What This Automation Does
This workflow helps you get fresh data from websites without doing boring copying yourself.
It picks the best Bright Data scraping tool based on what you want and gets the page content as Markdown or HTML.
Then it sends the results to a webhook and saves it on your computer as a JSON file.
Google Gemini AI guides the process by understanding your requests so the right tools get used.
Running this can save hours of work and give clear, error-free data fast.
Who Should Use This Workflow
If you need to check competitor websites often and hate copying data by hand,
this can help you get data updated and ready for analysis without coding skills.
This is good for marketing workers, analysts, or anyone who wants to automate data gathering.
Tools and Services Used
- Bright Data MCP Client API: To access multiple scraping tools.
- Google Gemini (PaLM) API: To understand and create smart scraping requests.
- n8n automation platform: With community nodes for integrating MCP and Google Gemini.
- Webhook receiver service (like webhook.site): To catch the scraped data.
Inputs, Processing, and Outputs
Inputs
- Website URL you want to scrape.
- Format type, either Markdown or HTML.
- Webhook URL to send scraped data.
Processing Steps
- The AI Agent reads the request and picks the best Bright Data scraping tool.
- Bright Data MCP Client scrapes the webpage as Markdown or HTML.
- Google Gemini AI helps understand and process the user input for accuracy.
- Data is saved locally as JSON for a permanent record.

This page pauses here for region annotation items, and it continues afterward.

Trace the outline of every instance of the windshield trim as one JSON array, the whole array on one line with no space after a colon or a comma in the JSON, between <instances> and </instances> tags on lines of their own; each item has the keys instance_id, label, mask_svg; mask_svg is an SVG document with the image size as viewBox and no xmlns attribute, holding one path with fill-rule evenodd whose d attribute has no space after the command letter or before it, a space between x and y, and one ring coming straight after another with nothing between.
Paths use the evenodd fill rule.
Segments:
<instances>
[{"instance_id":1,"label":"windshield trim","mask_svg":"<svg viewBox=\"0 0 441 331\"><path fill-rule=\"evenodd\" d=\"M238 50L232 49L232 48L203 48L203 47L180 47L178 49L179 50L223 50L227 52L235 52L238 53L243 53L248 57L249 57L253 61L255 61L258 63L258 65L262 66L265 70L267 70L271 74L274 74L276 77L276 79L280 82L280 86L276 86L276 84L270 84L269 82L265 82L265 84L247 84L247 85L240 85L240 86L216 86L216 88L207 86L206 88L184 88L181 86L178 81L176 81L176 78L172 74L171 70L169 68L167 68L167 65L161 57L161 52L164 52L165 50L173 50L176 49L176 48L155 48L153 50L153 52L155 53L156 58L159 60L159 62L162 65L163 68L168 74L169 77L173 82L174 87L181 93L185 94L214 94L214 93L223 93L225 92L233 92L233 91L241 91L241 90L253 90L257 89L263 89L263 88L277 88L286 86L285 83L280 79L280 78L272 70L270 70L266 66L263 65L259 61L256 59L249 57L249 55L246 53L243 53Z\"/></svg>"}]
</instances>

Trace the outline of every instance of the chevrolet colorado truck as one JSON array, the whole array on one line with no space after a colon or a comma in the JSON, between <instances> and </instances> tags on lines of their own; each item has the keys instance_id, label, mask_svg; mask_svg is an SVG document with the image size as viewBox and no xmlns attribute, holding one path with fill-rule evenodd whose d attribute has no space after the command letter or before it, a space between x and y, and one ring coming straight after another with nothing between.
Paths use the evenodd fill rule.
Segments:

- HTTP Request sends data to the webhook instantly.
Outputs
- Structured data sent to the webhook URL for real-time use.
- JSON file saved on disk for archive.
Beginner step-by-step: How to use this workflow in n8n production
1. Download and Import the Workflow
- Click the Download button on this page to get the workflow file.
- Inside your n8n editor, click “Import from File” and upload the downloaded file.
2. Configure Credentials and URLs
- Add your MCP Client API Key in the n8n credentials manager.
- Add your Google Gemini API Key similarly.
- Find all nodes requiring these credentials and select the correct keys.
- Update or confirm the Set node fields for the scrape URL, webhook URL, and output format.
3. Test the Workflow
- Run the workflow manually using the Manual Trigger node.
- Check if the data arrives at your webhook and if the JSON file saves correctly.
4. Activate for Production
- Toggle the workflow active switch in n8n.
- Schedule or connect to triggers as you want to run this automatically.
- Consider self-host n8n to run this in production safely and reliably.
Customizations
- Add new scrape formats by putting them in the Set node and configuring matching MCP nodes.
- Change the AI Agent prompt if want to tell it more specific instructions about what content to scrape.
- Adjust where the JSON file saves by editing the file path in the ReadWriteFile node.
- Send scraped data to more webhooks or add data details before sending in the HTTP Request node.
Troubleshooting
- Authentication fails in MCP Client nodes
Check that your MCP API Key is right and saved in n8n. - AI Agent answers are empty or generic
Make sure prompt expressions like{{ $json.url }}are correct and Gemini API Key is set. - Scraped data not reaching webhook
Verify webhook URL is correct and HTTP Request node is sending the body.
Pre-Production Checklist
- Confirm MCP API credentials are active.
- Verify Google Gemini API key works.
- Test URLs in the Set node are correct.
- Test the webhook URL by sending test data.
- Run the workflow once inside n8n to check data flow.
- Backup existing JSON files before starting.
Deployment Guide
Activate the workflow in the n8n editor by switching on the active state.
You can add schedules or triggers to automate scraping when needed.
Watch execution logs for any errors or delays.
If many scrapes needed, think about self-host n8n for reliability.
Summary of Results
✓ Saves hours weekly by automating manual scraping.
✓ Reduces errors from manual copying.
✓ Delivers fresh, formatted data ready to use.
✓ Uses AI to pick the right tool per request.
✓ Lets you test easily before full run.